Alla cerimonia hanno preso parte anche il presidente della Comunità Ebraica di Milano, Walker Meghnagi, il Vice Presidente dell’Unione delle Comunità Ebraiche Italiane (UCEI), Milo Hasbani, il sindaco di Mendrisio (Svizzera), Samuele Cavadini e l’assessora del Comune di di Mirandola Antonella Canossa.
LA DIRETTA DELLA CERIMONIA
LA STORIA DEL SALVATAGGIO DA PARTE DI LIDIA CALEFFI E SILVIO BORGHI
La famiglia allargata Talvi, la coppia composta da Ilija e Rebecca Rifka, i loro figli Rafael, Leone e la loro figlia Alisa Alice vivevano a Belgrado. Quando i tedeschi entrarono a Belgrado nel 1941, la famiglia fuggì in Albania dove restarono nel campo di Kavaja, gestito dagli italiani. Nel 1942 gli italiani trasferirono gli ebrei in Italia, nel campo di concentramento di Ferramonti in Calabria. Le condizioni erano abbastanza confortevoli ma la famiglia cercò un modo per uscire da lì. Ciò era possibile solamente se qualcuno avesse firmato una cauzione. A Modena la famiglia aveva una zia che provvide loro la cauzione e, pochi mesi dopo, all’inizio del 1943, la famiglia lasciò il campo e si recò presso il Comune di Mirandola, vicino Modena, acquisendo lo status di internati civici in “confine libero”. Ogni giorno dovevano recarsi in Questura e rivevano una piccola somma di denaro. C’erano altri ebrei nel posto. La famiglia Talvi fece così amicizia con la famiglia Almoslino, anche lei di Belgrado, e la figlia Alisa sposò Max Almoslino.
Dopo la resa dell’Italia, nel Settembre 1943, i tedeschi entrarono nella regione e gli ebrei iniziarono a cercare rifugio e modi per raggiungere la Svizzera.
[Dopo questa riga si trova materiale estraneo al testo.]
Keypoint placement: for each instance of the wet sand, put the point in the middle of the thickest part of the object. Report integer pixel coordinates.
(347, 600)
La numerosa famiglia Talvi si sciolse: la coppia Ilija, Rebecca e la figlia Alisa, rimasta incinta, trovarono rifugio, grazie al parroco Dante Sala (Giusto fra le Nazioni) nel villaggio di San Martino Spino. I figli Rafael e Leon vennero ospitati da Silvio e Livia Borghi nel villaggio di Mortizzuolo, a cinque chilometri da Mirandola.
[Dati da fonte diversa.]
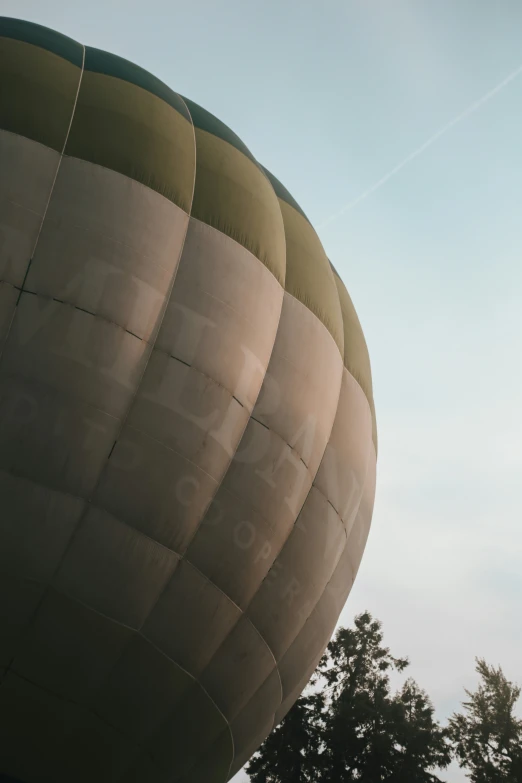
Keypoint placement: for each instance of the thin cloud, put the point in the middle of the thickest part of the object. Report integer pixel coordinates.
(415, 154)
Raffaele Talvi, in una sua sua testimonianza, raccontò: “Borghi ci ha nascosto nella sua casa, nella stanza si uno dei bambini. A seguito dei controlli dei tedeschi, la situazione diventò pericolosa”. Così Borghi decise che sarebbero dovuti andare in Svizzera. Borghi fornì loro dei documenti falsi, li vestì con abiti meno modesti “in modo che non semrassero rifugiati” ed, insieme a loro, si recò prima a Milano e, da lì, raggiunsero Cernobbio. A Cernobbio, la famiglia rimase a dormire presso l’abitazione di alcuni conoscenti di Borghi, Dino e Allegra Riva. Dovevano essere assolutamente silenziosi perché la pattuglia non li rilevasse. Nel momento ritenuto più opportuno, Borghi accompagnò i due ragazzi al confine con la Svizzera. I due giovani varcarono il confine grazie ad una fessura nella recinzione. Un poliziotto svizzero li trovò e li condusse in un campo profughi.
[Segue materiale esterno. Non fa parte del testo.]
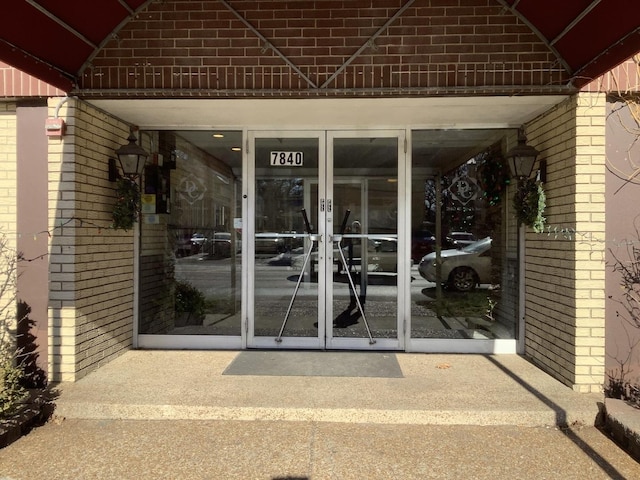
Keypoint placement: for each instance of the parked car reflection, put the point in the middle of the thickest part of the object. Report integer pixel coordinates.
(462, 269)
(382, 256)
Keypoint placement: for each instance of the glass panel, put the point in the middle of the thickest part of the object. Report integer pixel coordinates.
(286, 182)
(470, 293)
(191, 236)
(366, 184)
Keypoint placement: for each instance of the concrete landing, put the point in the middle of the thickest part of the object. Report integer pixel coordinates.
(434, 389)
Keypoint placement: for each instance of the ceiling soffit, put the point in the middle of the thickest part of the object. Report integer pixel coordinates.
(588, 36)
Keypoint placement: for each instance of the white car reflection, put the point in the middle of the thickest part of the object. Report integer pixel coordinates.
(462, 269)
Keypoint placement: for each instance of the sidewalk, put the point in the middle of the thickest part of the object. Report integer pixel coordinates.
(433, 389)
(176, 414)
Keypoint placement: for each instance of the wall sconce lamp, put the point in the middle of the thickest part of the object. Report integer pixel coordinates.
(132, 158)
(521, 158)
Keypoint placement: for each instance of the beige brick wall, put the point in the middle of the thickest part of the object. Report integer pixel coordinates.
(91, 272)
(8, 218)
(565, 270)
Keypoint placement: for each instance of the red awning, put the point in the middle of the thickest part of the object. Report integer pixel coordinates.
(55, 40)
Borghi tornò a casa e, dopo un po’ di tempo, fece lo stesso percorso con la coppia Talvi e Almoslino. Alisa Alsmoslino raccontò nella sua testimonianza che ci furono problemi al confine: non era consentito a tutti entrare in Svizzera, solo a lei in quanto donna incinta. Lei si rifiutò di lasciare la famiglia e suo marito. Alla fine fu consentito a tutti di passare e partorì lì suo figlio.